Damn! Did I just make it down to the bottom of the stairs, all FIFTY-THREE stairs, violence-free, only to hear (and feel) the dainty shell of a snail crunch under my sneaker?

Please say it isn’t so.

Oh, it’s so. The children saw it all and they made sure I understood the full impact of my actions.

Zaffron: Mommy! What did you do?

Me: What? Nothing! Get in the car.

Mgazi [bending at the waist, inspecting the sidewalk]: Oh no, Zaffy. She is lying to you. Mommy killed a snail.

Tears immediately spring into Zaffy’s eyes. She’s by the car, with me. She can’t even see what Mgazi is looking at.

Zaffron: Mommy! How could you do that? He was just a baby!

Me: Oh for heaven’s sake… I just –I didn’t — for God’s sake, just get in the car.
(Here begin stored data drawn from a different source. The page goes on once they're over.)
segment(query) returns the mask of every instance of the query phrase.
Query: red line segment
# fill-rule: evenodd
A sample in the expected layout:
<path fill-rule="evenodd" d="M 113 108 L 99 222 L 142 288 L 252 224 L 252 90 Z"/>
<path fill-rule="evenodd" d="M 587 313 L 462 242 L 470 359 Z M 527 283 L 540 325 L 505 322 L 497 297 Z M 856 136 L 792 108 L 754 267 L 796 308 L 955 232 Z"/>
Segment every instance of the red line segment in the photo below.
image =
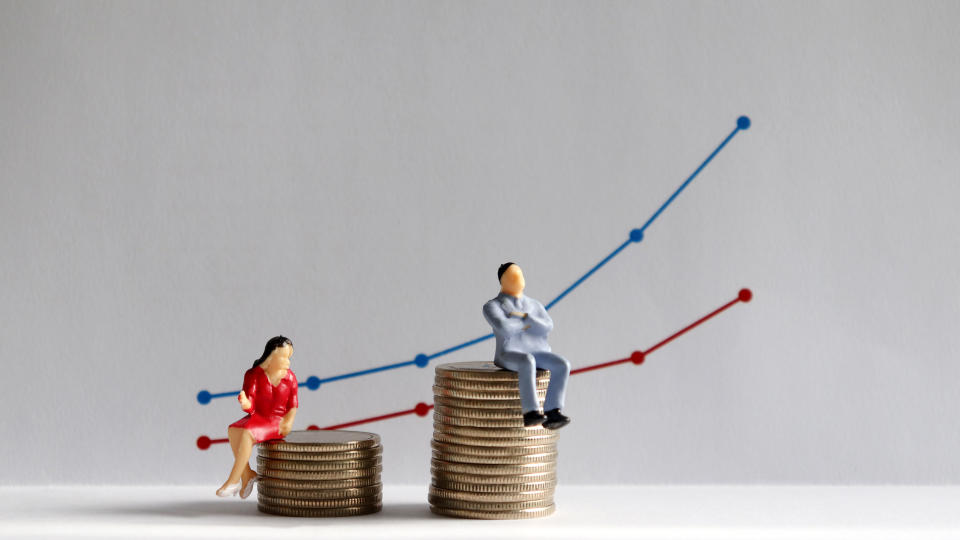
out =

The snail is fine. He’s going to have to crawl away and find a new shell.

Mgazi [still peering at the glob on the concrete]: Nuh uh, Mommy. He’s killed. You killed him.

Me: Gazi, get in the car. Zaffy, you too.
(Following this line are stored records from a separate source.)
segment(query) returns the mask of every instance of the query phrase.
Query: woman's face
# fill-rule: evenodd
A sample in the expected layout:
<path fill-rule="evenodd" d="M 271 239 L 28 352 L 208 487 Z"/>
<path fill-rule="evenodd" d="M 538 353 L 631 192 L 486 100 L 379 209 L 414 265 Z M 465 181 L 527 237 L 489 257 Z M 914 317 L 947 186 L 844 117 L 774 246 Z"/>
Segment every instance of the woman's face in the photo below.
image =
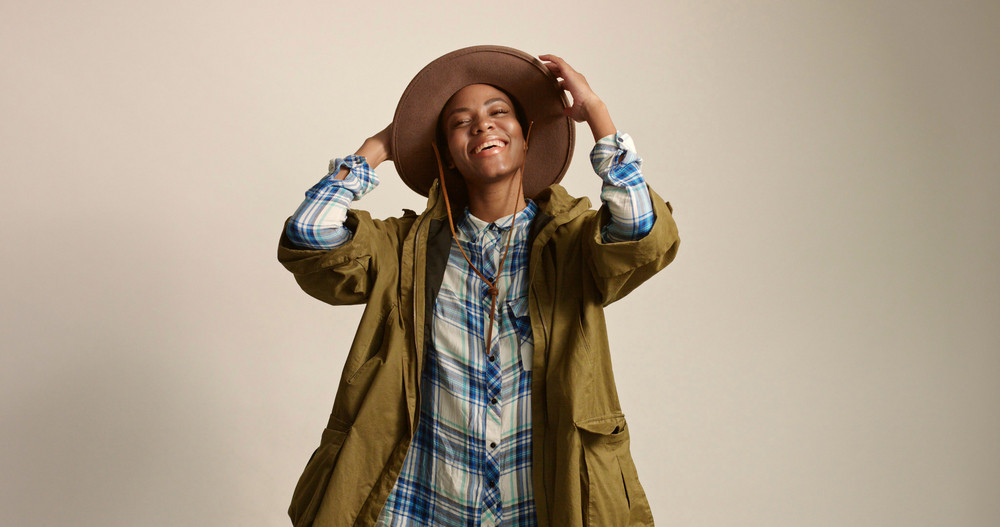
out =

Everyone climbs into the car and I think the episode is over because there is a short stretch of silence (if you don’t count Zaffy’s whimpering.) What was I thinking? There are never stretches of silence in my car. Short or otherwise.
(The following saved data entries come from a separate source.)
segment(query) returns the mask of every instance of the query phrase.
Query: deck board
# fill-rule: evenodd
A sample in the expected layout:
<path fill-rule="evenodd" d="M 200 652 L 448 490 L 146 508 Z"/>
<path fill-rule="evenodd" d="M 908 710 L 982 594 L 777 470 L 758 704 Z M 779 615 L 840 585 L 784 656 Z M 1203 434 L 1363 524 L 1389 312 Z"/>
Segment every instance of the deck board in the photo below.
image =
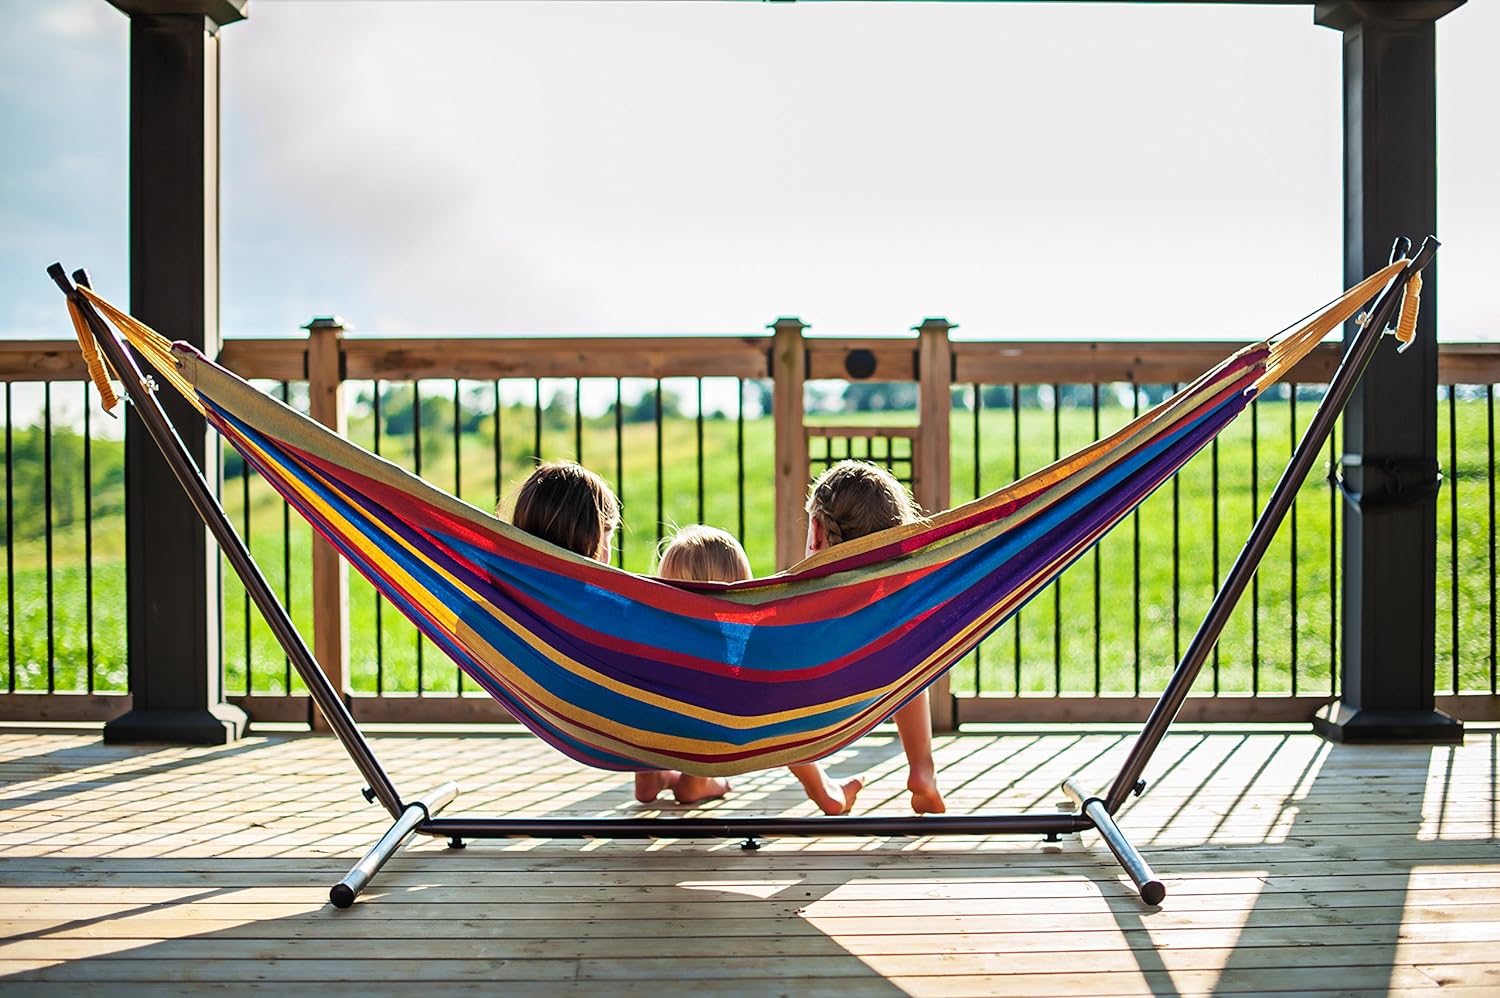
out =
<path fill-rule="evenodd" d="M 0 730 L 0 994 L 1142 995 L 1500 993 L 1494 731 L 1332 746 L 1170 736 L 1121 825 L 1168 887 L 1143 906 L 1092 833 L 771 840 L 424 840 L 352 909 L 327 888 L 386 824 L 328 738 L 105 746 Z M 784 773 L 697 810 L 525 736 L 377 736 L 449 813 L 798 814 Z M 1103 787 L 1117 732 L 938 740 L 953 811 Z M 899 746 L 833 760 L 859 811 L 906 807 Z"/>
Mgazi: Zaffy, you know that snail that Mommy killed? (Like Zaffy could have forgotten in the last two minutes.) He was crying too.

Zaffy [now wailing]: What? What?? Why? WHYYYYYY MOMMMMMMMMMMY?

Me: I’m sorry! I am so sorry. It was a total accident. I feel awful, Zaffy. Mgazi, you didn’t see the snail crying. Stop trying to rile your sister.

Mgazi: I did. I saw his eyes. And there were tears coming out of them.


Me: Mgazi, seriously. You need to stop talking. I’m not joking. Not another word.

And we returned to silence… except, of course, for the sound of my oldest child’s sniffling  grief.

Glass of white wineRecommended wine: Do you know what goes great with snails? A chablis — chalky, crisp, and flinty, with a hint of earthiness. Try the 2007 Christian Moreau Chablis. You should be able to get it for around $30.

Snail photo: Copyright (c) 123RF Stock Photos

It’s Vodka Not Vodika

This conversation took place in the car. Of course.

Girls in car

Look! I can drive, say cheese, and take a photo of all three of us at the same time! *Smile* Actually, we haven't even pulled away from the house yet.

Mgazi: How old do I have to be to chew gum?

Me: Thirteen

Mgazi: Awwwww. Why thirteen?

Me: Because I said thirteen and it sounds like a nice number. Would you prefer fourteen?

Zaffy: I want fifteen!

Me: Deal.

Mgazi: Yay! We can chew gum when we’re fifteen!

[48 seconds of silence. I know this because silence is such a precious commodity in our car that I have taken to subconsciously tracking how much of it I experience during any given ride. Let me tell you, it's not much.]

Mgazi: How old do I have to be to drink wine?

Me: Twenty-one.

Mgazi: Why twenty-one?

Me: Because twenty-one is the legal drinking age. If you drink any kind of alcohol before you are twenty-one, you are breaking the law. This will make the police officers mad. This will make your mommy mad.

Mgazi: How old do I have to be to drink soda?

Me: Twenty-one.

Mgazi: Why twenty-one?

Me: Because soda is bad for you. It’s only good when mixed with alcohol.